Diskussion zum Tarifeinheitsgesetz geht weiter
Die Union sendet nach der Verabschiedung des heftig umstrittenen Tarifeinheitsgesetzes im Bundestag unterschiedliche Signale zum künftigen Umgang mit Streiks. Im Wirtschaftsflügel wird für weitere Einschränkungen geworben, der Arbeitnehmerflügel warnt davor. Für den Koalitionspartner SPD wies der stellvertretende Vorsitzende und Parteilinke Ralf Stegner Kritik am beschlossenen Gesetz zurück: Es gehe nicht darum, das Streikrecht einzuschränken.
Streik: Ankündigungsfrist und zwingende Schlichtung nötig
Unionsfraktionsvize Michael Fuchs (CDU) kündigte beispielsweise gegenüber der "Passauer Neuen Presse" Gespräche mit der SPD über weitere Schritte an. So sei es zwingend notwendig, dass für strategisch wichtige Unternehmen wie die Deutsche Bahn eine 48-Stunden-Ankündigungsfrist für Streiks eingeführt werde. Notwendig sei auch ein gesetzlich vorgeschriebener Schlichtungsversuch nach der zweiten Streikrunde.
Dies sind Vorschläge, die schon ganz zu Beginn der Diskussion Arbeitsrechtsprofessor Gregor Thüsing im Interview mit dem Personalmagazin ins Spiel brachte (Personalmagazin, Ausgabe 10/2014, Seite 72f.). So sei zum Beispiel im Luftfahrtbereich in Frankreich ein Gesetz erlassen worden, das eine Schlichtungsvereinbarung zwingend vorsehe. "Der einzelne Arbeitnehmer soll mit einer Frist von zwei Tagen mitteilen, ob er am angekündigten Streik teilnimmt", erklärte damals der Professor an der Universität Bonn, der sich ebenfalls als Sachverständiger zu dem Gesetz äußerte.
Der stellvertretende Vorsitzende der Christlich-Demokratischen Arbeitnehmerschaft (CDA), Christian Bäumler, warnte indes vor einer Gefährdung des sozialen Friedens. "Wer ständig nach der Einschränkung des Streikrechts ruft, beeinträchtigt die Tarifautonomie", sagte er dem Handelsblatt. "Ohne die Möglichkeit, effektiv zu streiken, verkommen Tarifverhandlungen für die Arbeitnehmerseite zur kollektiven Bettelei."
Gewerkschaften sollen sich einigen
Die auch von Unionspolitikern wie Fuchs geforderte gesetzliche Zwangsschlichtung hält Bäumler für verfassungswidrig. "Schon das vom Bundestag beschlossene Tarifeinheitsgesetz greift indirekt in das Streikrecht ein. Weitere Einschränkungen verletzten die verfassungsrechtlich geschützte Tarifautonomie."

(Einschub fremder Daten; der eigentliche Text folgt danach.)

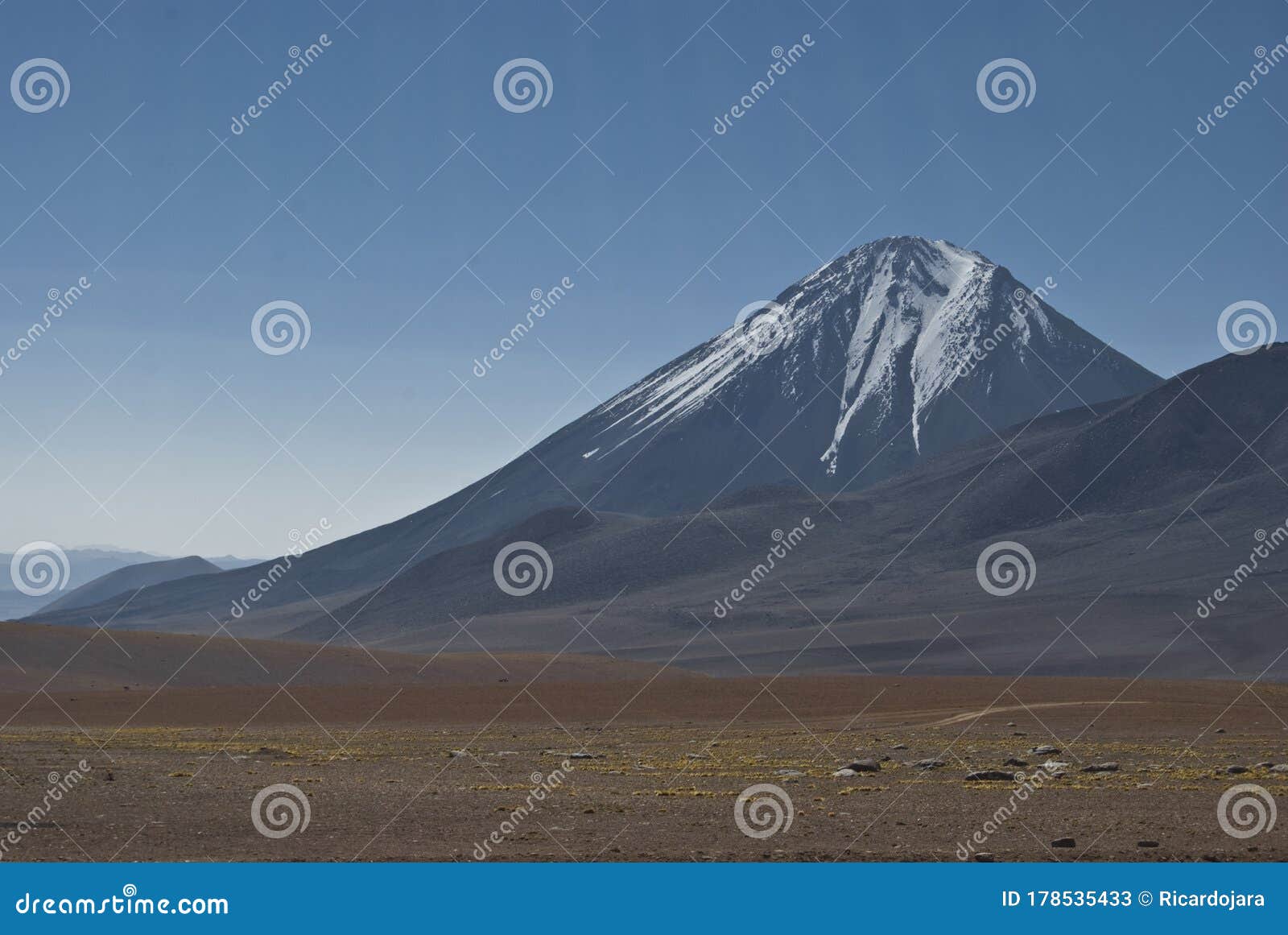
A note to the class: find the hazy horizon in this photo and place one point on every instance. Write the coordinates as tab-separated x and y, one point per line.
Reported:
147	416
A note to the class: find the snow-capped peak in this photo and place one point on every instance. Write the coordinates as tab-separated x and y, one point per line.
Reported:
886	337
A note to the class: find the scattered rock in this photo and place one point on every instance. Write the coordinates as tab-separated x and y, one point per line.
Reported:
989	776
867	765
1100	767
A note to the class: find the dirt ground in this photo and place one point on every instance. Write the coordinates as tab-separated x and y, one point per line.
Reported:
174	776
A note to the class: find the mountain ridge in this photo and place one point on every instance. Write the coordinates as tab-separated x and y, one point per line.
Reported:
845	401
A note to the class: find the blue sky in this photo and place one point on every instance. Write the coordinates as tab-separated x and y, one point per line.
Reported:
415	245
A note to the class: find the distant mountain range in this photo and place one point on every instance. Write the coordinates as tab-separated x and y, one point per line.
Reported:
85	565
858	371
890	417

Das Gesetz hatte am Freitag die letzte Hürde im Bundestag genommen. Damit soll die Macht kleiner Spartengewerkschaften eingedämmt werden. Wenn zwei Gewerkschaften in einem Betrieb dieselben Arbeitnehmergruppen vertreten, gilt künftig nur der Tarifvertrag der Gewerkschaft mit den meisten Mitgliedern in dem Betrieb. SPD-Vize Stegner sagte am Samstag im Deutschlandfunk, die Koalition wolle erreichen, dass sich Gewerkschaften nicht zerstritten, weil dies am Ende nicht den Arbeitnehmern nütze, sondern den Unternehmen.
Kleine Gewerkschaften erneuern Wille zur Klage
Kleine Gewerkschaften wollen schnell gegen das Tarifeinheitsgesetz vorgehen. "Wir werden Klage beim Verfassungsgericht einreichen, sobald die Tarifeinheit im Gesetzblatt steht", sagte der Chef der Ärztegewerkschaft Marburger Bund, Rudolf Henke, der "Rheinischen Post".
Der Beamtenbund kündigte für Juli eine Klage an. "Ich rechne fest damit, dass eine Vielzahl an Klageschriften beim Verfassungsgericht eingehen wird", sagte sein Chef Klaus Dauderstädt. Man werde sich mit anderen Gewerkschaften wie Marburger Bund oder Vereinigung Cockpit abstimmen: "Am Ende wird es aber getrennte Klagen geben." Henke sagte im Sender WDR 5, zunächst gelte es abzuwarten, wie sich der Bundesrat und Bundespräsident Joachim Gauck, der das Gesetz auf Verfassungskonformität prüft, verhielten.